After a minute, he slid out of me - my head still on the counter. Jim walks to my side - no facial expression whatsoever. "Get down on your knees NOW." I complied. He said something to Chris, which he agreed. I'll assume it was - should I do it now?, since after the response of 'yes' my open mouth received a huge load of cum. The biggest in our history that I've ever gotten from him.
Normally, Chris would kick my ass out of the loft immediately after. But there was an awkward (mostly for Chris and myself) phase while Jim got himself together. Jim left to use the restroom. I complimented Chris on his fuck saying it was the best one yet. His response was perfect for him - and one he never really exhibited in front of Jim: "the best one I gave you, maybe."
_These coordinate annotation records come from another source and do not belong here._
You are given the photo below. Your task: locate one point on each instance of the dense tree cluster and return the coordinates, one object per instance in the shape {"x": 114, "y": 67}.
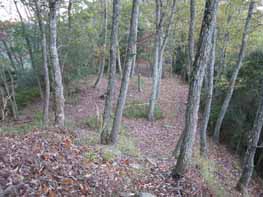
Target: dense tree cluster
{"x": 215, "y": 46}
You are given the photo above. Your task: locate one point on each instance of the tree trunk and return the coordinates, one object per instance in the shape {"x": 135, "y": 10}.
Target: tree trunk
{"x": 157, "y": 41}
{"x": 230, "y": 91}
{"x": 208, "y": 100}
{"x": 30, "y": 51}
{"x": 253, "y": 140}
{"x": 191, "y": 41}
{"x": 45, "y": 65}
{"x": 9, "y": 54}
{"x": 105, "y": 134}
{"x": 104, "y": 33}
{"x": 226, "y": 39}
{"x": 119, "y": 61}
{"x": 161, "y": 39}
{"x": 11, "y": 95}
{"x": 69, "y": 14}
{"x": 200, "y": 63}
{"x": 59, "y": 90}
{"x": 127, "y": 71}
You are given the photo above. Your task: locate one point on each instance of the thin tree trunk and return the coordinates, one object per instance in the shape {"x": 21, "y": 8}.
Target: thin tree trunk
{"x": 9, "y": 54}
{"x": 127, "y": 71}
{"x": 119, "y": 61}
{"x": 59, "y": 90}
{"x": 208, "y": 100}
{"x": 230, "y": 91}
{"x": 69, "y": 14}
{"x": 253, "y": 140}
{"x": 200, "y": 63}
{"x": 105, "y": 134}
{"x": 45, "y": 65}
{"x": 30, "y": 51}
{"x": 153, "y": 97}
{"x": 104, "y": 33}
{"x": 10, "y": 95}
{"x": 191, "y": 41}
{"x": 161, "y": 39}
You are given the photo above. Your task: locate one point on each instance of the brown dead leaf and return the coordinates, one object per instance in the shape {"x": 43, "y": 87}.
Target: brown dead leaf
{"x": 68, "y": 181}
{"x": 51, "y": 193}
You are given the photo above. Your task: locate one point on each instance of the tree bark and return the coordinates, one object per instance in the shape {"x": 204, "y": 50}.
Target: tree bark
{"x": 10, "y": 95}
{"x": 69, "y": 14}
{"x": 104, "y": 47}
{"x": 230, "y": 91}
{"x": 9, "y": 54}
{"x": 127, "y": 71}
{"x": 253, "y": 140}
{"x": 156, "y": 62}
{"x": 30, "y": 51}
{"x": 191, "y": 41}
{"x": 200, "y": 63}
{"x": 208, "y": 100}
{"x": 45, "y": 65}
{"x": 105, "y": 134}
{"x": 161, "y": 38}
{"x": 59, "y": 90}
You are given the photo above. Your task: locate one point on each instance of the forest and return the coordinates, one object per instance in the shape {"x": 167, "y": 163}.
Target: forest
{"x": 125, "y": 98}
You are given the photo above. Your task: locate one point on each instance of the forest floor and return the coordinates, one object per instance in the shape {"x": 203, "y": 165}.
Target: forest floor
{"x": 71, "y": 162}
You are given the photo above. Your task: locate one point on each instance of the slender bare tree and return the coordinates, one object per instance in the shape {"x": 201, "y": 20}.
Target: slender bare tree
{"x": 104, "y": 47}
{"x": 191, "y": 40}
{"x": 127, "y": 71}
{"x": 232, "y": 83}
{"x": 200, "y": 63}
{"x": 59, "y": 89}
{"x": 105, "y": 134}
{"x": 29, "y": 48}
{"x": 45, "y": 63}
{"x": 161, "y": 38}
{"x": 208, "y": 100}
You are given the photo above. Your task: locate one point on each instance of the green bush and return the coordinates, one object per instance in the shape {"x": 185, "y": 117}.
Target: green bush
{"x": 140, "y": 110}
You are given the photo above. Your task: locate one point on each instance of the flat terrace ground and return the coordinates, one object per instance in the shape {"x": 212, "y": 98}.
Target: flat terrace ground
{"x": 72, "y": 162}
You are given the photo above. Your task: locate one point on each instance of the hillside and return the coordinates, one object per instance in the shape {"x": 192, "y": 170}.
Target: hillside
{"x": 71, "y": 162}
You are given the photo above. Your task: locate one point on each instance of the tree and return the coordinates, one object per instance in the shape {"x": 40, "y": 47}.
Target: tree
{"x": 199, "y": 65}
{"x": 208, "y": 100}
{"x": 45, "y": 64}
{"x": 191, "y": 40}
{"x": 253, "y": 139}
{"x": 105, "y": 136}
{"x": 161, "y": 38}
{"x": 59, "y": 89}
{"x": 127, "y": 71}
{"x": 104, "y": 37}
{"x": 29, "y": 48}
{"x": 230, "y": 91}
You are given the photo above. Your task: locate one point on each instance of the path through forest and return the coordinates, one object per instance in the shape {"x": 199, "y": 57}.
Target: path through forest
{"x": 93, "y": 174}
{"x": 156, "y": 140}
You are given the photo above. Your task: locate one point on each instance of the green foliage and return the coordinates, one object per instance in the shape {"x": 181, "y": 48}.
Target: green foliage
{"x": 137, "y": 109}
{"x": 242, "y": 110}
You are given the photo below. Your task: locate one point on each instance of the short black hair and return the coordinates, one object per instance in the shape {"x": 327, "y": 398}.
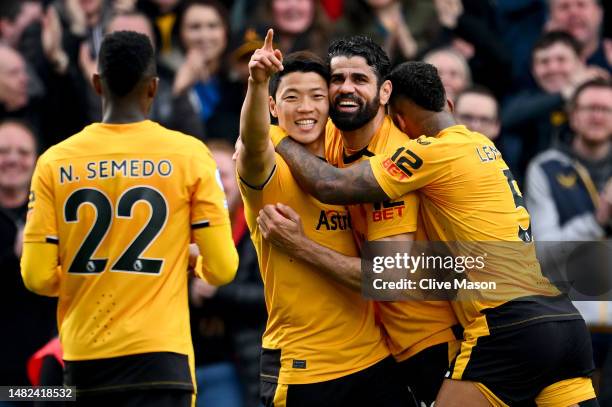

A long kiss goodbye for the newfound friends. Me w/my hands in my pockets. The second the door closed, old Jim was right there. The lightswitch had been flipped back.
We all do it. The lightswitch, that is. Some to greater degrees than others. My ability to go into both their separate worlds (or any guy's) would be mine. Jim was amazed at how affectionate that Chris was. Chris isn't that way w/me - so there's his switch. With mixed reservations - I told Jim I was amazed how he immediately made me a non-entity in that process. He grinned knowingly. He knows the switch too. Nothing else was said.
We adapt. We have to. Or we don't get what we want.
Ultimately, I got what I wanted. I got used. I got watched being used. I got the fuckin loads!
And most likely - I'll get another shot at that 3-way. I'll just have to adapt.